By David Elwell
For the Decatur Daily

Leo Gray recalls the bus rides into the big cities like it happened yesterday. "We came in on a Greyhound bus called 'Big Red' blowing an air horn," Gray said. "On the side of the bus in big letters were the words 'Indianapolis Clowns.' We would ride all over town and people would follow us wanting autographs."

The Indianapolis Clowns were to baseball what the Harlem Globetrotters are to basketball. The Clowns, who were all black, were great athletes mixing baseball with show business. Gray was a part of the show for four years into the early 1960s. He played shortstop or third base and usually batted second. Even though the team called Indianapolis home, the Clowns spent most of the year traveling around the country and into Mexico and Canada. "We called it barnstorming," Gray said. "The Clowns played in the Negro American League for several years, but the ownership saw there was more money to make in barnstorming."

The Clowns left the NAL after the 1954 season. The barnstorming continued until the team disbanded in 1989. "The people that ran the team had experience working with Ringling Brothers Circus," Gray said. "They knew how to promote. When we got to a town there would be posters on all the street corners, like circus posters. They knew high-quality entertainment was coming to town."

Gray, who starred in baseball, basketball and football at Decatur Negro High, signed with the Clowns for $1,500 a month after playing some minor league baseball in Illinois. Two other Decatur natives, Floyd Humphrey and Junior Vaughn, had careers with the Clowns. "I enjoyed it. It was a first class operation," Gray said. "We got paid the first and 15th of each month. The room and board and meals were like we were playing in the majors. They took care of us."

The Clowns played in the best ballparks in the country. Gray remembers visiting Yankee Stadium, Ebbets Field and the Polo Grounds in New York. He played at Fenway Park in Boston. Wrigley Field and Comiskey Park in Chicago were also stops for the Clowns. "Two of my favorite places to play were Doubleday Field in Cooperstown, New York, and Rickwood Field in Birmingham," Gray said. "Those are two of the oldest ballparks in the country."

The Clowns even played in Decatur at the old Legion Field that used to be on Sixth Avenue. Every player added to the mystique of the Clowns by having a comedy routine. Every player had a nickname. Gray's nickname was "Squeeky" because of his high-pitched voice. "Everybody knew who was going to win the game," Gray said, "but the people still came. They came out to see a show and we put one on for them."

One of the team's traditional acts was the Shadow Ball routine. The players warmed up for the game by going through all the throwing, batting and fielding motions without using a ball. "One of my routines was to throw a ball and have it come back to me," Gray said. "I used an elastic string."

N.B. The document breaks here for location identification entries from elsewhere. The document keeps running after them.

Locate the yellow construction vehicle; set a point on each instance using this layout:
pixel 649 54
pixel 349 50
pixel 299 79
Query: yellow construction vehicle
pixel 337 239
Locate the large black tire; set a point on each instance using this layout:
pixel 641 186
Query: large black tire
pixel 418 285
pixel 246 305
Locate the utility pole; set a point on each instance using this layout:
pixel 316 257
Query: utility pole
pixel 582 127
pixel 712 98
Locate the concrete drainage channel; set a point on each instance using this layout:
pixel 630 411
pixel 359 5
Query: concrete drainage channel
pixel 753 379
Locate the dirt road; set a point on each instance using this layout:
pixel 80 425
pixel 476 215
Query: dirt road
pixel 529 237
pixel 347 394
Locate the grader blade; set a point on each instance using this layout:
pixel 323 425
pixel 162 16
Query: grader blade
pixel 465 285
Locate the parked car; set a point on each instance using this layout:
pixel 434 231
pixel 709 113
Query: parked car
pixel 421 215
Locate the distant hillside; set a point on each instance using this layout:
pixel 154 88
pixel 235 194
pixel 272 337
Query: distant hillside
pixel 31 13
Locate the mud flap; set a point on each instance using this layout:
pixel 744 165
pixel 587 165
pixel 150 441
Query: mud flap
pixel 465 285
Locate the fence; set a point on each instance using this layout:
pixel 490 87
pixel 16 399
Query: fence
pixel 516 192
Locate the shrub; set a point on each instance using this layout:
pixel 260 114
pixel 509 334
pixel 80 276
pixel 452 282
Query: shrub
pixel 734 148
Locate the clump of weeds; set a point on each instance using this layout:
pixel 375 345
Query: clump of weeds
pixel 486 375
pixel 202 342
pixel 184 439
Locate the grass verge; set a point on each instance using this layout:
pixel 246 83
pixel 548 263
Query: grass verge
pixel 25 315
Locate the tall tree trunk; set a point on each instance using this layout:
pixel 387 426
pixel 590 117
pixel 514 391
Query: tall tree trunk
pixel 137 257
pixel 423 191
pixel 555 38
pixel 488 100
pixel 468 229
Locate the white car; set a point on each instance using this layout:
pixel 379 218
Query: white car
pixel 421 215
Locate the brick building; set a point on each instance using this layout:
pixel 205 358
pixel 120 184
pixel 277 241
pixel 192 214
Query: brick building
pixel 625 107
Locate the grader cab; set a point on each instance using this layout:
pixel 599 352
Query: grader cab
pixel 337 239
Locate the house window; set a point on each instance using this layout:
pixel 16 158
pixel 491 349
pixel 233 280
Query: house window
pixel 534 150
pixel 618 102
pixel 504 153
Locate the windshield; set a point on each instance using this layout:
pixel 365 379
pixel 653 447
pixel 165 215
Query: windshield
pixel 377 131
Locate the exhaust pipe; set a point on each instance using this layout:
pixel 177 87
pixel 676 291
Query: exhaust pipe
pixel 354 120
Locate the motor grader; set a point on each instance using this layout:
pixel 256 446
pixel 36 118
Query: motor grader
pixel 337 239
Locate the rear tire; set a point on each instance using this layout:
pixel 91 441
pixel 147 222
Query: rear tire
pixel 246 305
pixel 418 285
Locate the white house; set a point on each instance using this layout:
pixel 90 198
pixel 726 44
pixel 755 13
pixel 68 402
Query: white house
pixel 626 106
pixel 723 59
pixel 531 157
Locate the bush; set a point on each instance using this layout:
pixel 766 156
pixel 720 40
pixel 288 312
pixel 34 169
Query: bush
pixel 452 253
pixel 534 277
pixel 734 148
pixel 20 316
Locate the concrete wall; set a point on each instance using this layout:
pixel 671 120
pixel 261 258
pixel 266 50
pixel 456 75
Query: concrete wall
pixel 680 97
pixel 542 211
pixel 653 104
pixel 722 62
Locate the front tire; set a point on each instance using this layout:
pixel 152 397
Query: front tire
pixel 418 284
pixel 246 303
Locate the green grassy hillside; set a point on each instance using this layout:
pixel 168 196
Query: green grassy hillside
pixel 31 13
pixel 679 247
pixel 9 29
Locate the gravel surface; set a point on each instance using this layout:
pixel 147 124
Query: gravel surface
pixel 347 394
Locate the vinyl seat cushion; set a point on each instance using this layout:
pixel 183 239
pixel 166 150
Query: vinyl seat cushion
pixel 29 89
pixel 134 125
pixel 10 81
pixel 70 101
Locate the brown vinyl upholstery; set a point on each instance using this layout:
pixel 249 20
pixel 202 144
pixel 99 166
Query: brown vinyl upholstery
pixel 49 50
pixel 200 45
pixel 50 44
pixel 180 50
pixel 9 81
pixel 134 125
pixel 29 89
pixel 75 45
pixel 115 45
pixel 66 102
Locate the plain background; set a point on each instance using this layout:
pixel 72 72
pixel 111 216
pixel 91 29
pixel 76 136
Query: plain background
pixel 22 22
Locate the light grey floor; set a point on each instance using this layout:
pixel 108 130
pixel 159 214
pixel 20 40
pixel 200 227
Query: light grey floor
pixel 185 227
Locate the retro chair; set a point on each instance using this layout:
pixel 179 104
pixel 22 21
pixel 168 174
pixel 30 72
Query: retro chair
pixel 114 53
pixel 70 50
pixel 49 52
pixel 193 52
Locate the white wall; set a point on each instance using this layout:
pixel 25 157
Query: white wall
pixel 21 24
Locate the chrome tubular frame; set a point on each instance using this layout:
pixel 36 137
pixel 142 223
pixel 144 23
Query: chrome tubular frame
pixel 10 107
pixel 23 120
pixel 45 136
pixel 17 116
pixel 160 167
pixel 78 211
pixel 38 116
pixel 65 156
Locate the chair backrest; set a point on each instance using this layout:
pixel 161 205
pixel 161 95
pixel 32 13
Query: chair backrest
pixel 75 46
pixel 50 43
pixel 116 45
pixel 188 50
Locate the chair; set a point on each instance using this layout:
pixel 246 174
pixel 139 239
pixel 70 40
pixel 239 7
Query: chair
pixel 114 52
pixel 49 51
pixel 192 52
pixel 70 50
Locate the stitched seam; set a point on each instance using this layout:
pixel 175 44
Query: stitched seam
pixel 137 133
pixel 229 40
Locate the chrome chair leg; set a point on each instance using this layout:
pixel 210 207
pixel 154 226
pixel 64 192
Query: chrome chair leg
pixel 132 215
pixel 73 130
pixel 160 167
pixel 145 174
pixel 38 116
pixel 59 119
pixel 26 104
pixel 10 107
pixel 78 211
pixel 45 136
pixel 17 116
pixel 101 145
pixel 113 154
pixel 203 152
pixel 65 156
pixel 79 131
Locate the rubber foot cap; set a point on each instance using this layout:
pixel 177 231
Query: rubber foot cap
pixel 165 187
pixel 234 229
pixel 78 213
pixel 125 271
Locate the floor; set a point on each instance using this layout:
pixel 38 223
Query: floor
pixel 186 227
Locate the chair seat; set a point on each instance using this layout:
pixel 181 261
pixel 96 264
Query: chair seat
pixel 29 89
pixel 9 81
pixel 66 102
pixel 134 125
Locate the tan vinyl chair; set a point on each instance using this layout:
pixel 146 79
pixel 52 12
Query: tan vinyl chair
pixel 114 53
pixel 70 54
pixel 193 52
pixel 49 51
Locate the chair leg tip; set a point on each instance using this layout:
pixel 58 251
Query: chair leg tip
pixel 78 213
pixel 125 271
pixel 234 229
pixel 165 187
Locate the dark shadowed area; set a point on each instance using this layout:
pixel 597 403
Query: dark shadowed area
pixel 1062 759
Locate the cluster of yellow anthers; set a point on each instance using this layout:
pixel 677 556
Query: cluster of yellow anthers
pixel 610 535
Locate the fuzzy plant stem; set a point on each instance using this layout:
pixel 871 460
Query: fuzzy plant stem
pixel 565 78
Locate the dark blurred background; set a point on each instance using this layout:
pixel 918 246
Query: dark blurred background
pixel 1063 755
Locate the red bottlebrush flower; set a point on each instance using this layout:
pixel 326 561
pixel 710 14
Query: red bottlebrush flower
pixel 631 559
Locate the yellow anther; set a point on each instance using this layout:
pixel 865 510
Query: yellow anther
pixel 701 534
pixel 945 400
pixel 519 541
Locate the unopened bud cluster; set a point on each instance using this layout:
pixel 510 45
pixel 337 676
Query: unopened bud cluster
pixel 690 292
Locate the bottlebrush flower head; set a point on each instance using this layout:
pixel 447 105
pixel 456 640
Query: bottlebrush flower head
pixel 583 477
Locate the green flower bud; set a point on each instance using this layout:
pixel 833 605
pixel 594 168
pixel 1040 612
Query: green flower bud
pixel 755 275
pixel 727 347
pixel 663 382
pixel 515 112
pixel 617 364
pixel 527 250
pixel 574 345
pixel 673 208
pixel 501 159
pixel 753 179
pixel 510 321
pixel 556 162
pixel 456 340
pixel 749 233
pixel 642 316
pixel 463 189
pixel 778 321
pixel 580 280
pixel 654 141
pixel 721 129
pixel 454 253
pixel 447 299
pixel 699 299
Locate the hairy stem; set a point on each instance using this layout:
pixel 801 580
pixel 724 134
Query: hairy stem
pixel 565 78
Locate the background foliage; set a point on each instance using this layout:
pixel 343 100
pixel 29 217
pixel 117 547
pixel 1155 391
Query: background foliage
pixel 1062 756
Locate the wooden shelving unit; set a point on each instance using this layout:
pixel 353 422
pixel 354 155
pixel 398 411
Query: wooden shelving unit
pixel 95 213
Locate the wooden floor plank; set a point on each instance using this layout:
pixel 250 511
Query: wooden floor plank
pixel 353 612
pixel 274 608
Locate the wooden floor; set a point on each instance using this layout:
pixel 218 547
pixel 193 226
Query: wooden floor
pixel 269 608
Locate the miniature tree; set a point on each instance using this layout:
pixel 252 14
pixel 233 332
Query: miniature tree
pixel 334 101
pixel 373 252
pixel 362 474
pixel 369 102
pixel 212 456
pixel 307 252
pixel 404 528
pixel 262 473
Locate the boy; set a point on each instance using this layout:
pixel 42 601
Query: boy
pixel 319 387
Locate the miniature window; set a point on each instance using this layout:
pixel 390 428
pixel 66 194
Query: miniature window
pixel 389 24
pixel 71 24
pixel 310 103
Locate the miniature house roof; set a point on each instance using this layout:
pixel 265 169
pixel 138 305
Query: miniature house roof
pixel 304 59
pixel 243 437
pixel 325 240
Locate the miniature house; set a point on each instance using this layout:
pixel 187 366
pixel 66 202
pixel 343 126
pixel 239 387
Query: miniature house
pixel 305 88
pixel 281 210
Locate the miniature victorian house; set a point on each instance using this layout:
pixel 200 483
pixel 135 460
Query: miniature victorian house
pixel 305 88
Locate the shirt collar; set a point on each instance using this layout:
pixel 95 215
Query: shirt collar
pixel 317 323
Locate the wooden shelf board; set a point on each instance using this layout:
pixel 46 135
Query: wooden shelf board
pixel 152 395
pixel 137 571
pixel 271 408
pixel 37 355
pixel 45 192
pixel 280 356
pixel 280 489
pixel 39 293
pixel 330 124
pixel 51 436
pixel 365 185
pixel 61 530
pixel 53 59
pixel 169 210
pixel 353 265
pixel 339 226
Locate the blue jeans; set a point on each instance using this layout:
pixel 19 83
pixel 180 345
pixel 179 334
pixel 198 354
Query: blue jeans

Gray had a teammate who could juggle as many as eight baseballs at one time. Another player could juggle six baseball bats. One routine had the catcher block the umpire's view and then start calling balls and strikes. Gray had a routine where he would change into a prison uniform during the game. "When someone got on first base, I would run out there and knock him off the base and take his place," Gray said. "I would get caught in a rundown between first and second. Before they had time to tag me, I would pull a small base out of my shirt, throw it on the ground, fall on it and call myself safe."

Pitcher Satchel Paige was a big-name draw for the Clowns. He would throw at least one inning in every game. Some of the best baseball for the Clowns came after the major league season ended. Major league players would play exhibition games looking for extra money. "We played a game in New Jersey one year against a team that had Monte Irvin, Joe Black, Don Newcombe and Larry Doby," Gray said. "They were all famous major league players, who had retired, but could still play some ball." Even though the crowds for their games were mostly white, Gray said the players had to deal with racism outside the ballpark.

"That was just the way it was in those days," Gray said. "We knew where we could go and where we couldn't." Gray left the Clowns after four seasons because of his growing family in Decatur. Plus, he was tired of the travel. "Some days we would play an afternoon doubleheader, travel to another town and play a night game," Gray said.

"Then we would travel to another town. Sometimes it would be three or four in the morning before we got to bed." Just because Gray's days with the Clowns were over did not mean his athletic career had ended. He was one of the original members of the Decatur Rough Riders, a semi-pro football team that broke racial barriers with black and white players. Gray also played semi-pro baseball with the Decatur Nationals. "The man can tell some amazing stories," Joe Porter, Gray's older brother, said. "He had a tremendous career. Our family is really proud of what he's done."